Tambang Ilegal, Tidak Ideal?

- Selasa, 23 Juli 2019 | 11:23 WIB

Oleh : Dyan Indriwati Thamrin

Pemerhati Masalah Sosial dan Politik

 

SEBANYAK 29 kasus tambang ilegal di Kaltim ditaganani oleh Polda Kaltim pada semester I 2019, dimulai sejak Januari hingga Juli 2019. Hal tersebut disampaikan Direktur Reserse Kriminal Khusus Polda Kaltim Kombes Pol Budi Suryanto didampingi Kabid Humas Kombes Pol Ade Yaya Suryana, pada awal Juli lalu seperti yang dikutip dari kanal berita Kaltim.prokal.co. Dalam berita itu juga disebutkan, sudah 11 kasus berhasil diselesaikan Polda Kaltim, dengan menetapkan 27 orang sebagai tersangka. Samarinda dan Kutai Kartanegara (Kukar) jadi lokasi paling banyak pebisnis tambang ilegal beroperasi. “Kami tahu Izin Usaha Pertambangan (IUP) yang sudah diproduksi, banyak di kedua daerah itu. Memang wajar punya potensi terjadi ilegal mining,” ujarnya.

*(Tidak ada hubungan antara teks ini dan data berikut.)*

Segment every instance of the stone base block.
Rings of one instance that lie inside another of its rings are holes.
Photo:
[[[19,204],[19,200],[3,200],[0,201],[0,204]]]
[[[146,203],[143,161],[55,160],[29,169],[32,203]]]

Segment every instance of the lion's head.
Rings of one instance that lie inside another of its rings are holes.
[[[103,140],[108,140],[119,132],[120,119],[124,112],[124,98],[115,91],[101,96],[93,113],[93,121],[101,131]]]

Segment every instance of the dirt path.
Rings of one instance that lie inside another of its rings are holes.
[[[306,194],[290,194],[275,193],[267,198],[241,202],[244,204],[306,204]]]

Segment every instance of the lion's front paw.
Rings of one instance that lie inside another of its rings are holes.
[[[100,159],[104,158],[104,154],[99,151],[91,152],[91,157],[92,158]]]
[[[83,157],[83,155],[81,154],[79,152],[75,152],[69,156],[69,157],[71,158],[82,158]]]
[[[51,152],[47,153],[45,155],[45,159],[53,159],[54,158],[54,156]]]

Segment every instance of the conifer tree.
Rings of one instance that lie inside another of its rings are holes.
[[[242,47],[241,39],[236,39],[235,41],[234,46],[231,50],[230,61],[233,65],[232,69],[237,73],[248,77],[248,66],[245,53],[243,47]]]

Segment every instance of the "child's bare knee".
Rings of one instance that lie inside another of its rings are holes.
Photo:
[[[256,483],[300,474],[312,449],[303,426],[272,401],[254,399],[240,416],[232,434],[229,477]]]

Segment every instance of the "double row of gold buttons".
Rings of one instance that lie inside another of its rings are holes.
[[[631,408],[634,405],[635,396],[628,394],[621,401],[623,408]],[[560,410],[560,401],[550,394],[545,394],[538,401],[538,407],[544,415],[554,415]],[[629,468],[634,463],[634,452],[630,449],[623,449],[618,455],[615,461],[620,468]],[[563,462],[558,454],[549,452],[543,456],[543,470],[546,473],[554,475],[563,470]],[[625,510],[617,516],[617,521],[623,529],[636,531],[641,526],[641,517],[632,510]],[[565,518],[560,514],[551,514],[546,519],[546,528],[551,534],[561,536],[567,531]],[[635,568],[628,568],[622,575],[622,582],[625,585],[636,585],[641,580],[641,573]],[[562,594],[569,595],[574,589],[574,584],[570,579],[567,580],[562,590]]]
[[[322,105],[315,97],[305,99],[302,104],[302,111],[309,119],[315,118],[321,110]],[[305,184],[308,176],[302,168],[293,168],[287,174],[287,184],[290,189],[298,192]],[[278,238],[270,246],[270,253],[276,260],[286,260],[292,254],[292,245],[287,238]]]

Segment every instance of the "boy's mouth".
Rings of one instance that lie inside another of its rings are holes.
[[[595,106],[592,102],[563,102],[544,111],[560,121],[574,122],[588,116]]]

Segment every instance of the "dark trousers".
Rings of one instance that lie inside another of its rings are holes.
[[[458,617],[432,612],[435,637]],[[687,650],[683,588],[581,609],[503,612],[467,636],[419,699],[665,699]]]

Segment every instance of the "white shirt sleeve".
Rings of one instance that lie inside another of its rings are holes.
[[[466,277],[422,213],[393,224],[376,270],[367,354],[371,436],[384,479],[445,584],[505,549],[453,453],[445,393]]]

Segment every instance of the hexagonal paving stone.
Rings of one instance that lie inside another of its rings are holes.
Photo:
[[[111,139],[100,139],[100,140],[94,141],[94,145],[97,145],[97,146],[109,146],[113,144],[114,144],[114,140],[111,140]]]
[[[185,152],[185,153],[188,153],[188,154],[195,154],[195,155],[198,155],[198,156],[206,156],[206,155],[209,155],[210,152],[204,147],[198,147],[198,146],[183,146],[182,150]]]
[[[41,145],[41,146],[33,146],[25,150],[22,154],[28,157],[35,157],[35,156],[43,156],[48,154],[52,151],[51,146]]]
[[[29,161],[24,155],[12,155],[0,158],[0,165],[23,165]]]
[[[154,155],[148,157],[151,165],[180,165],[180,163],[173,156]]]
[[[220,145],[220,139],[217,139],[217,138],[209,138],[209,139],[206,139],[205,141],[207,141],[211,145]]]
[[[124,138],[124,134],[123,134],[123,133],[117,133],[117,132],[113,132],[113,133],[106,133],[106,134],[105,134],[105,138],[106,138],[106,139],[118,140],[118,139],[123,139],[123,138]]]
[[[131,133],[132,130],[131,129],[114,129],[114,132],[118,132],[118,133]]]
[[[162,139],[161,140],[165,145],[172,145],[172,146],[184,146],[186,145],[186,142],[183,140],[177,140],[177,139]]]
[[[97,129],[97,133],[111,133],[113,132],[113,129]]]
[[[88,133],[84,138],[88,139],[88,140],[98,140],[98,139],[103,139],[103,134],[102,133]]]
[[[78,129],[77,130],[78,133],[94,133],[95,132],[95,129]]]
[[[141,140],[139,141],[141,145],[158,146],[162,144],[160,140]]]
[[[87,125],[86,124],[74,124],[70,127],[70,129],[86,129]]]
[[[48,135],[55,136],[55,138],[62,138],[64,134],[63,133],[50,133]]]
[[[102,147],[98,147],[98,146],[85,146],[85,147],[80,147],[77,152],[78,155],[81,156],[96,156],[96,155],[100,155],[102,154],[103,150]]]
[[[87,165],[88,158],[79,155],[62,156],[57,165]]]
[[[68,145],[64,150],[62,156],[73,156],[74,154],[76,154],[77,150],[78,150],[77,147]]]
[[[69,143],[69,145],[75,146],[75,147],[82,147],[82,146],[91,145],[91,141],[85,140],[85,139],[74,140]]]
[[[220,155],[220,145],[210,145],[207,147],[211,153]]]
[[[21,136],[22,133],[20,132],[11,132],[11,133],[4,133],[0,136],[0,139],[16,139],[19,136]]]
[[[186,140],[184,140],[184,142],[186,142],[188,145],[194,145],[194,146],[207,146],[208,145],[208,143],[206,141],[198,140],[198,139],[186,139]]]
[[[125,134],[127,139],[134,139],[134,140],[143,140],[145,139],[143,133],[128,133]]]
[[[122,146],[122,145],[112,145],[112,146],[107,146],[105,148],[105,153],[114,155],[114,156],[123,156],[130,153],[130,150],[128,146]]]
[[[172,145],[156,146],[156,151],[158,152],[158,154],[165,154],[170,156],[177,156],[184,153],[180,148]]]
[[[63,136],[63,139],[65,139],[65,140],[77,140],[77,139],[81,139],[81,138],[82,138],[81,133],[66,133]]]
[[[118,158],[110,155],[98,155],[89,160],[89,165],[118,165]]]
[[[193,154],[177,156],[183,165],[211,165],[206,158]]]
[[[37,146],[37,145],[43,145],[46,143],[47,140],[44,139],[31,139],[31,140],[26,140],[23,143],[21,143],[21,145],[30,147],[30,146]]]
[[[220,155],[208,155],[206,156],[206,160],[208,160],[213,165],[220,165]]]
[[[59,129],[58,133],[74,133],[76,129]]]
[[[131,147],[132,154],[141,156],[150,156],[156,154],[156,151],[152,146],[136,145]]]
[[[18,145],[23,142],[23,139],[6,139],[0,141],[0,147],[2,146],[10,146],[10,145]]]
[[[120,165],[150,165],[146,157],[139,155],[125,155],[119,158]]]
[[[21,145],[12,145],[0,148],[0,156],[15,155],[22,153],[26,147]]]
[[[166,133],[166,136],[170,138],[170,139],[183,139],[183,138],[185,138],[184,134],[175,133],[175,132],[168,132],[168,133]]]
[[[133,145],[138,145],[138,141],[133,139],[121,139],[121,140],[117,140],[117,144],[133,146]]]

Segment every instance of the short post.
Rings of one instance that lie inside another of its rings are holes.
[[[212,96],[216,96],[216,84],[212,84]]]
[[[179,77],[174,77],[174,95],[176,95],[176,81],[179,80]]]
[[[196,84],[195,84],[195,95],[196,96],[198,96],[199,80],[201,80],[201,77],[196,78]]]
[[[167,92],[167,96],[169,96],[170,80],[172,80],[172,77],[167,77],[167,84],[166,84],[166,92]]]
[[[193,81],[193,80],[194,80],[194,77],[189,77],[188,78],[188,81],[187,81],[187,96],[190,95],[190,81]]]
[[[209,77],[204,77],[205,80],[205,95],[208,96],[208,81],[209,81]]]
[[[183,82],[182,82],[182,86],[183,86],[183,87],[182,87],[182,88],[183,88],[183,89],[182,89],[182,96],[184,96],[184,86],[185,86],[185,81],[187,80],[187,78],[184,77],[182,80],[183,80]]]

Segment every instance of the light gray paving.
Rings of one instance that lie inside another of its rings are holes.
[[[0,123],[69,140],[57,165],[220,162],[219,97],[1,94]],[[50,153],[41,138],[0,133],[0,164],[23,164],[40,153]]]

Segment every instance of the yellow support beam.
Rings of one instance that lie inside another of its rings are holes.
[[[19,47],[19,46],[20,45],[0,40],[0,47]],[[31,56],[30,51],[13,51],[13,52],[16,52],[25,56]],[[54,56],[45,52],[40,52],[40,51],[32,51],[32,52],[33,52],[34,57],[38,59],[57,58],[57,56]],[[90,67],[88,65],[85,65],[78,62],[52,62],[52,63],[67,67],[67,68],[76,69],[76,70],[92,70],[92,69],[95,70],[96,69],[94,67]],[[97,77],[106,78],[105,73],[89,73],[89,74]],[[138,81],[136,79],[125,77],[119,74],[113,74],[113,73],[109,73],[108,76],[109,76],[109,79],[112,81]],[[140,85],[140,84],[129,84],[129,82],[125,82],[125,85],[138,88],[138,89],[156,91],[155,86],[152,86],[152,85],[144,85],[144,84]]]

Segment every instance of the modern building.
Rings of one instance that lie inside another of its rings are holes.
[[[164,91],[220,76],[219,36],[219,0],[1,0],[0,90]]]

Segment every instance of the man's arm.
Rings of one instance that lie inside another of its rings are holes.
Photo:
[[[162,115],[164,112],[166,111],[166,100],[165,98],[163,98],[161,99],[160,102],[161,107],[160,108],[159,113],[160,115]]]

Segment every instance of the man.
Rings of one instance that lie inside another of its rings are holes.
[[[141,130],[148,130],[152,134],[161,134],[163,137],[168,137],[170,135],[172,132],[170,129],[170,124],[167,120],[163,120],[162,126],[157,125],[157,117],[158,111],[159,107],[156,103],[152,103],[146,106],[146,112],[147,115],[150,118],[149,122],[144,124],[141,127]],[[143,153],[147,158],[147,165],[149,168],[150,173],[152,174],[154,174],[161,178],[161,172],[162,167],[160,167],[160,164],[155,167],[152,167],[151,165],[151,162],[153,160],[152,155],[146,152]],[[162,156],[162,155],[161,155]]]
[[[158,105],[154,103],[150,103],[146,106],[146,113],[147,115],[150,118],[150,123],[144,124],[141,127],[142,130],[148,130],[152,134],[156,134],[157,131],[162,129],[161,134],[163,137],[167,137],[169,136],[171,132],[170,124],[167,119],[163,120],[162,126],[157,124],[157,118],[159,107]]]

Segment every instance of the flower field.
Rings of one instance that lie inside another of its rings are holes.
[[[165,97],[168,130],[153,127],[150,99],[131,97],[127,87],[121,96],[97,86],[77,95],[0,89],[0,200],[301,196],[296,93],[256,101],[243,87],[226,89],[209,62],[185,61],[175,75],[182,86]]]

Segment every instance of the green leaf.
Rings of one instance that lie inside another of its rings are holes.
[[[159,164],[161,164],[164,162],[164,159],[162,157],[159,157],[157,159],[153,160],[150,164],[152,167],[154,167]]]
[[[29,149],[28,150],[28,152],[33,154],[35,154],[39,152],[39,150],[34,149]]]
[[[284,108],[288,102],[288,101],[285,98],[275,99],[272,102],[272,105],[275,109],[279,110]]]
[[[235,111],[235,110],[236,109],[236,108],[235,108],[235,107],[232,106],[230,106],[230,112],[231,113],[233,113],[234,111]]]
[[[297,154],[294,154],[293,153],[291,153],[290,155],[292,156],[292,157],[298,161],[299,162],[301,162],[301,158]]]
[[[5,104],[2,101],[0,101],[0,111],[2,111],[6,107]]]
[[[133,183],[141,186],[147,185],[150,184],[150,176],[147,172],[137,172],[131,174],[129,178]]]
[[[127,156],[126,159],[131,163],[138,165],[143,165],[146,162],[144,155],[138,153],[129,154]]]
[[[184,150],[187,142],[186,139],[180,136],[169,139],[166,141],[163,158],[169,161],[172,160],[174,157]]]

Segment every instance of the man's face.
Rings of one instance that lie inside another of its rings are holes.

Ditreskrimsus Polda Kaltim sendiri telah menangani 5 perkara, 2 kasus diantaranya tersangka dan barang bukti sudah dilimpahkan ke Kejaksaan, sementara 3 lainnya masih proses penyidikan. Sementara itu Polresta Samarinda menangani 3 kasus, semuanya sudah selesai. Polres Kukar ada 4 kasus, sudah selesai semua, dengan 4 tersangka sudah tahap 2, menunggu sidang. Sebagian besar modus operandi para pelaku tambang ilegal, hampir sebagian besar mereka tak memiliki IUP Operasi Produksi (OP) batu bara, namun nekad mengeruk batu bara. Kedua, ilegal trading. Mereka melakukan penjualan secara ilegal. “Pada UU Minerba ketentuan bagi mereka yang jual harus punya IUP khusus, namun mereka ini penjualan barang ilegal nggak punya IUP OP khusus,” bebernya. “Selain batunya ilegal, menjualnya pun tak punya izin,” tambahnya.

Saat ditanya mengapa tambang ilegal masih tumbuh subur di tanah Kaltim?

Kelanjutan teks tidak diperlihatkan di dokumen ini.